# Error accessing MySQL in Terminal



## whiteshoesbob (Oct 19, 2002)

I've installed the newest version of MySQL 3.23.52 along with the tool that places it in my start-up items, but when I try running it in the terminal I get the following error: 

dyld: ./bin/mysql Undefined symbols:
./bin/mysql undefined reference to _BC expected to be defined in /usr/lib/libSystem.B.dylib
./bin/mysql undefined reference to _PC expected to be defined in /usr/lib/libSystem.B.dylib
./bin/mysql undefined reference to _UP expected to be defined in /usr/lib/libSystem.B.dylib
Trace/BPT trap

Please help me...

Thanks, 

Bob.


----------



## chocklehot (Oct 22, 2002)

did you compile it manually?


----------



## mntamago (Oct 23, 2002)

> _Originally posted by whiteshoesbob _
> *I've installed the newest version of MySQL 3.23.52 along with the tool that places it in my start-up items, but when I try running it in the terminal I get the following error:
> 
> dyld: ./bin/mysql Undefined symbols:
> ...



What version of Mac OSX are you running?  10.2?

I had similar problems with OSX 10.2, but they disappeared when I updated to 10.2.1.


----------



## whiteshoesbob (Oct 23, 2002)

I'm using OS 10.2.1, so unfortunately installing that patch upgrade hasn't helped.


----------



## whiteshoesbob (Oct 23, 2002)

Oh, also, I didn't install it manually.  Do you think a re-install may help?  If I do a re-install is there a way to uninstall it, so that I don't get the same error?


----------



## michaelsanford (Oct 24, 2002)

Where did you get the installation package?

I got mine from www.entropy.ch (for 10.1 mind you) and it didn't include any start-mysql-on-boot tools. Maybe you have an unsupported port (i.e., a port that was intended for another operating system)?

PS It works fine on ym system.


----------



## mntamago (Oct 25, 2002)

> _Originally posted by whiteshoesbob _
> *I'm using OS 10.2.1, so unfortunately installing that patch upgrade hasn't helped. *



I think it may be helpful to clear up a few details here.

[1] When did you first start getting/noticing these errors?
[2] When did you first install MySQL?

There seem to be alot of issues one has to deal with when upgrading from 10.1.* to 10.2.
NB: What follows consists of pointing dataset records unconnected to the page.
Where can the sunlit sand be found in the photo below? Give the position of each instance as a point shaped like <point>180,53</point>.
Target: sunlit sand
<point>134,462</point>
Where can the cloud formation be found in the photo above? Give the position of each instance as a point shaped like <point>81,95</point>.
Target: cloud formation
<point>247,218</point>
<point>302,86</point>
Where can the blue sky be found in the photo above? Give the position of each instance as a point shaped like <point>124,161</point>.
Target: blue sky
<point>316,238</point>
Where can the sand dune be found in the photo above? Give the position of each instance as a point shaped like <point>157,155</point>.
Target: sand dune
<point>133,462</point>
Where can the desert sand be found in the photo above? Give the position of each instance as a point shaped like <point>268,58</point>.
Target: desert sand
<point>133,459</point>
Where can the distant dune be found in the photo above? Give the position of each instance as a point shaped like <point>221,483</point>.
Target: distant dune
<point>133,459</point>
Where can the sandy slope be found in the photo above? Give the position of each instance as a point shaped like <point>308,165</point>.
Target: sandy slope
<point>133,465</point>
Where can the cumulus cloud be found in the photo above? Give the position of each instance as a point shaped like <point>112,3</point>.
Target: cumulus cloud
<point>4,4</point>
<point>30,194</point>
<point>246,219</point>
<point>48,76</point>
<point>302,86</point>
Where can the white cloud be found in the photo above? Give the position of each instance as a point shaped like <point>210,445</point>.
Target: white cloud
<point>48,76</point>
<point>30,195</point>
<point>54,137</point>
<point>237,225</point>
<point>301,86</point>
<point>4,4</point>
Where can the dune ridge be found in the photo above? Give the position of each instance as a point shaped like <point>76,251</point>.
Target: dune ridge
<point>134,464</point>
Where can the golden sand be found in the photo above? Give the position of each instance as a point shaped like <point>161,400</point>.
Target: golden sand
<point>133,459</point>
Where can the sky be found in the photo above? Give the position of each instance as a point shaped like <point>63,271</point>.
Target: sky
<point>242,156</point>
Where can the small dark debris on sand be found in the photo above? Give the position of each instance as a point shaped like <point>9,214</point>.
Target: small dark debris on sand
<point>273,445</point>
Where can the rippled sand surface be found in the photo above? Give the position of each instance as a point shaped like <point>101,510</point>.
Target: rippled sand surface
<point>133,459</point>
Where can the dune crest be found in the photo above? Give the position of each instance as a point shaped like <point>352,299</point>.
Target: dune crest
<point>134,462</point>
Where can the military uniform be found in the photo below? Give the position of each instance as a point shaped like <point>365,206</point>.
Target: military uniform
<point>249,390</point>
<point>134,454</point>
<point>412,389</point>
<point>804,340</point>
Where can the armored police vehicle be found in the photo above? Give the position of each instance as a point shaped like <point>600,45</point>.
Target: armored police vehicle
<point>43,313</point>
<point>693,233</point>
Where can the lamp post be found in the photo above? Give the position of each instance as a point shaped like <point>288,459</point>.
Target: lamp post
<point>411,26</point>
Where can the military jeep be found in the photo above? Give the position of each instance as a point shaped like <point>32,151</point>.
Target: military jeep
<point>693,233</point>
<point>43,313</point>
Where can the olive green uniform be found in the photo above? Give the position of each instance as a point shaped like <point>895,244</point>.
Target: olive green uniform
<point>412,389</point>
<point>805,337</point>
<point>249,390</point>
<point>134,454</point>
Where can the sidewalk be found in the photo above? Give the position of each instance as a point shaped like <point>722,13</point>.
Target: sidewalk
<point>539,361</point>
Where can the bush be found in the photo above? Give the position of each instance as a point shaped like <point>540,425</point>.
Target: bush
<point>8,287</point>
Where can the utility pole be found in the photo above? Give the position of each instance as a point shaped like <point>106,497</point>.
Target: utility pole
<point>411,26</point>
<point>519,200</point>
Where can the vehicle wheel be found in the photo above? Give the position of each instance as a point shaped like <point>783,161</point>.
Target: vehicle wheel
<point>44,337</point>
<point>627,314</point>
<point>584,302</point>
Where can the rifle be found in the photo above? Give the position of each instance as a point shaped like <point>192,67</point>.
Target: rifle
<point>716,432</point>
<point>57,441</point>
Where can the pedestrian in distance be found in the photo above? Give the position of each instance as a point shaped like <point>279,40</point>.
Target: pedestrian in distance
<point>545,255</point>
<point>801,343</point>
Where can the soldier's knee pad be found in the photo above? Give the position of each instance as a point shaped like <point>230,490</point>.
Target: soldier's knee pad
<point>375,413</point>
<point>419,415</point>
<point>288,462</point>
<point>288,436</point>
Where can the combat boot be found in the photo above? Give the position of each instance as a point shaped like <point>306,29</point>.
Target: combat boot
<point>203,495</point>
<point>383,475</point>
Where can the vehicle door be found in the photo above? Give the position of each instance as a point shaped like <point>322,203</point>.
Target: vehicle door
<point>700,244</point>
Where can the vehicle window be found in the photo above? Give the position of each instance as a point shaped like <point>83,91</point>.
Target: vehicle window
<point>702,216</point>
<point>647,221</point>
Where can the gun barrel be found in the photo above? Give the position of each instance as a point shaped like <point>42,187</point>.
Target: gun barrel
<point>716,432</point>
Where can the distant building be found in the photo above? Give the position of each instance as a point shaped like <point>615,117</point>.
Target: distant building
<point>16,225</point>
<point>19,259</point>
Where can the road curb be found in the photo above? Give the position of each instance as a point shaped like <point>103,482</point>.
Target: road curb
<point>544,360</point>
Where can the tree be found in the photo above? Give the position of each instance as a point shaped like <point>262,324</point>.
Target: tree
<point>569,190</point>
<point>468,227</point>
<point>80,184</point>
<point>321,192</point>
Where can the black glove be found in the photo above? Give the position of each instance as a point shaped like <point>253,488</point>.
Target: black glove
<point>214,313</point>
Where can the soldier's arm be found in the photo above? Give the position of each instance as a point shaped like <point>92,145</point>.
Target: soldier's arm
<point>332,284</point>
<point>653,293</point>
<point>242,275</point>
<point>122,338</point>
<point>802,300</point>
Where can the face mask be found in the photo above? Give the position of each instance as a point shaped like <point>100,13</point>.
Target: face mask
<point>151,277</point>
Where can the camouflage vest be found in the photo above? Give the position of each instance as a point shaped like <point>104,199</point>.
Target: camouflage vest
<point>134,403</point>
(1) 10.2 screws up PATH.  That is, after 10.2 installation, /usr/local/bin will no longer be in the PATH, as I recall.  In my case, a "which mysql"  after 10.2 installation only returned a "no mysql in . /bin /usr/bin /usr/sbin".

(2) 10.2 created its own mysql account in my NetInfo Manager.  Not only that it changed the shell, as I recall.  Furthermore, It errased my mysql account in UsersAccount. 

As a result of all this, files that were owned my mysql:staff prior to 10.2 reverted to uid:gid.  I had to correct the information in NetInfo Manager, and recreate my mysql in UserAccounts.  After this I did a chown -R mysql:staff on  my /usr/local/mysql.

(3) I installed the latest version (or 10.2 version) of mysql on Marc Liyanage's site at http://www.entropy.ch/software/macosx/mysql/

(4) After all the above, I had to redo my permissions in mysql.

Now with all this said and done, I do not know if any of this is going to really help you.  As I wrote earlier, my dyld problems cleared themselves up after I installed 10.2.1.


----------



## turbine (Oct 25, 2002)

There is an updated version of MySQL on www.mysql.com :mysql-3.23.53-apple-darwin6.1-powerpc.tar.gz.  

Darwin is now version 6.1 is Jaguar versus 5.3 in OS X 10.1, and this new version of MySQL is updated for OS X 10.2.  Try installing it, it should fix the problem you've been having


here's the link to the latest version:
http://www.mysql.com/downloads/mysql-3.23.html

hope this helps


----------



## mntamago (Oct 27, 2002)

BTW...

I found a couple of other good places to look for info when all else fails.  They are:

http://lists.apple.com/mailman/listinfo

http://discussions.info.apple.com/

When I had my problems with dyld after 10.2 installation and pre 10.2.1 I ended up at the mailing list from Apple.


----------